According to the students’ language level and computer proficiency, the forms of Google docs can be varied.

d) How you will encourage learner autonomy with this tool?
Participating in survey or writing on the computer, the students can be motivated because they used to write on the paper textbook before, but it is new and interactive to them. They can see the results with their own eyes and also get feedback from their teachers’ comments. The students can reorganize those shared contents with each other.

-Google docs

Week 08-1: Teacher Resources Online

Online tools for enhancing learning

I’ve heard about Hot Potatoes from some colleges and I’ve been curious about it. It was great to have an opportunity to explore it this week.

The Hot Potatoes allows us to create interactive exercises that students can do on the web or from a diskette. I downloaded Hot Potatoes Version 6 and it contains six options as follows:
1) JQuiz - question-based exercises
2) JCloze - gap fill exercises
3) JMatch - matching exercises
4) JMix - jumble exercises
5) JCross - crosswords
6) The Masher - building linked units of material

*How could using these tools promote learner autonomy?
Students are mostly reluctant to do extra work (homework) at home, especially about reading and writing on a paper.
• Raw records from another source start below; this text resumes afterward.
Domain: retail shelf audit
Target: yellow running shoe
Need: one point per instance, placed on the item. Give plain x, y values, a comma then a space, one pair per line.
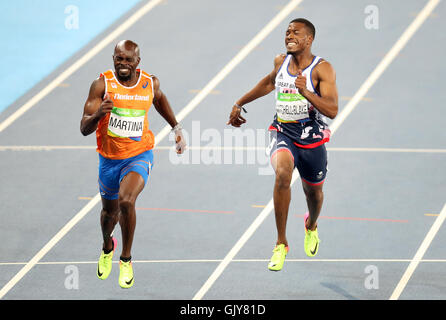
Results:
126, 279
279, 253
311, 242
105, 262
They prefer more active exercises with immediate feedback like video games to reading and completing sentences in a book. The Hot Potatoes let students participate in interactive exercises, and the students might be motivated by its visual exercises. As teachers make interesting and challenging exercises, the students can learn by doing as active learners and they can review what they learned with quick feedback. By doing so, teachers also get useful feedback what students have difficulties with.

*What are the constraints that would make it difficult to use these tools?
Using Hot Potatoes, teachers can quite easily make exercises, and it allows us to include external contents such as video, audio, and images. I didn’t find out the constraints so far, but according to computer proficiency or preference of the students, some students might have difficulties with doing web-based activities.

*How will you overcome them?
If teachers provide helpful guides of each activity to the students, they would feel more comfortable and easily do the activities.